"You've seen them. Little towns, tucked away far from the main roads. You've seen them, but have you thought about them? What do the people in these places do? Why do they stay? Philip Redfield never thought about them. If his dog hadn't gone after the cat, he would have driven through Peaceful Valley and put it out of his mind forever. But he can't do that now because, whether he knows it or not, his friend's shortcut has led him right into the capital of the Twilight Zone."
Opening narration
In the episode of Twilight Zone that was first shown on this night in 1963, "Valley of the Shadow," a reporter (Ed Nelson) got lost and found himself in a small, out–of–the–way town called Peaceful Valley just as his car was about to run out of gas.

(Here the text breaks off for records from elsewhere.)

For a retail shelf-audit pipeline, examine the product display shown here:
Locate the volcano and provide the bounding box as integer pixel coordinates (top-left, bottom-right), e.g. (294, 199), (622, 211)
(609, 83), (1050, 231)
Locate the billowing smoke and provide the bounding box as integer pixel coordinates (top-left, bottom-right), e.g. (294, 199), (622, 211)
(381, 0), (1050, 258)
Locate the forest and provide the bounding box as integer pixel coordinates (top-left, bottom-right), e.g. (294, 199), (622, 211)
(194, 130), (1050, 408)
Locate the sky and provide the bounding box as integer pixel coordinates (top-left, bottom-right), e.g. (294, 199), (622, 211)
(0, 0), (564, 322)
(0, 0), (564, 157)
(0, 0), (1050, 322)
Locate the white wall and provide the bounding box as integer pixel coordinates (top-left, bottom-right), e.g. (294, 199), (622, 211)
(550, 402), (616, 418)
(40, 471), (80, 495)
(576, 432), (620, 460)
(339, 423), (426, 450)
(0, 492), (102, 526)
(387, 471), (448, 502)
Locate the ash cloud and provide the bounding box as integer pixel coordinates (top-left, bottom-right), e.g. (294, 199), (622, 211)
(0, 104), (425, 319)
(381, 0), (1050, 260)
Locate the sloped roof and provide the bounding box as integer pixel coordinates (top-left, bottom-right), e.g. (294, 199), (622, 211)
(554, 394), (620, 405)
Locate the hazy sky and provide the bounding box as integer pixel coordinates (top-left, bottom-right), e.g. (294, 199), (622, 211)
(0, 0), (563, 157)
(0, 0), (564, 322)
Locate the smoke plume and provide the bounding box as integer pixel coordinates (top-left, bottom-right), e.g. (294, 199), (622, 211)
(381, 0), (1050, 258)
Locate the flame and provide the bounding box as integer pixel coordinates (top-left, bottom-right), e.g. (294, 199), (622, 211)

When he stopped to get more fuel, his dog jumped from the car to chase a cat that was being held by a little girl. The girl pulled out a palm–sized remote control–like device (many years before such devices existed), pointed it at the dog and made him disappear — and the odyssey began.
A good reporter is always in an inquisitive mood, and an already–suspicious Nelson began nosing around Peaceful Valley. What he found only made him more suspicious. The town's hotel supposedly had no rooms available yet all the keys still hung on the wall. The restaurant was closed. The residents of the town were not friendly.
Well, on that last one there, I can say, having grown up in a small town, that is not terribly unusual. Small–town folks are often suspicious of outsiders and their reasons for being there.
Consequently Nelson didn't receive a lot of cooperation from the town's residents. Well, there was one — a pretty young woman (Natalie Trundy) — who seemed to want to tell him more than she could.
But she didn't.
What he learned about the town and its strange powers he learned from the town's elders.
Perhaps the most important thing he learned was that the gadget the little girl used was a device that could manipulate atoms. It could make things disappear, disassemble and then reassemble people, animals and things. It was a limitless supplier of food, clothing, all the necessities of life. Everyone in this little town seemed to have one.
This device could also heal and even raise from the dead.
When Nelson tried to escape the town, his car collided with an invisible wall, and his dog was thrown from the car and killed. A rather dazed Nelson was led away from the wreckage by onlookers who thought he should be examined by a doctor, but one of the onlookers stayed behind. He pulled out his device and aimed it at the dog, and the animal was instantly revived.
The device also had incredible potential to eliminate human suffering.
To demonstrate this, the mayor of the town stabbed one of his associates in the chest with a letter opener, then calmly aimed the device at the victim while Nelson watched. The blood and wound disappeared as if nothing had happened.
Nelson couldn't believe the town refused to share this technology with a world that sorely needed it.
The town's elders argued that if the outside world obtained the technology, it would not be used for good but would be exploited for evil purposes. They said this technology had been given to them by a "great man of science" who came from some distant planet, and they would not share it until "men learn the ways of peace."
Nelson could not be allowed to leave so the initial plan was to execute him. But if they did that would they be any better than the outside world, resorting to violence to achieve a goal? They modified their sentence, giving him the option of remaining in Peaceful Valley for the rest of his life — and he chose that over execution.
But he yearned for freedom, and he and Trundy made a break for it one evening. He stopped at the town hall to use the technology to build a handgun, then grabbed the book containing all the equations for the technology so he could share it with the outside world. In breaking into the box that contained the book, though, he triggered an alarm, summoning the elders, who tried to stop him and were shot.
Then he and Trundy left the town, but once they were outside the city limits, he looked at the book — only to find blank pages. The next thing he knew he was back at the town hall and the elders were alive and well. They told him it had all been a test, and he had proven what they expected — that the first use of the technology by an outsider would be for violent purposes. He would have to be eliminated.
But the elimination did not take the form he expected. In the blink of an eye, he was back at the gas station where the story began.
And perhaps that was the way it should be. The elders had explained that the core of the technology was based on time reversal. Perhaps that is what they did to Nelson — reversed time. That would certainly be preferable to ending his life.
But was all that had gone before a dream or reality? At the end of the episode, Nelson and the viewers saw Trundy with what appeared to be tears in her eyes. That strongly implied that it had been real.
This episode was part of the Syfy Channel's annual New Year's Eve Twilight Zone marathon recently. Inclusion in that marathon can be misleading; there were only 18 hour–long episodes of the Twilight Zone, and few are seen in syndication.
If you do get the chance to see this one, though, watch for a pre–Star Trek James Doohan (known to Trekkies as "Scotty"). He played the father of that little girl.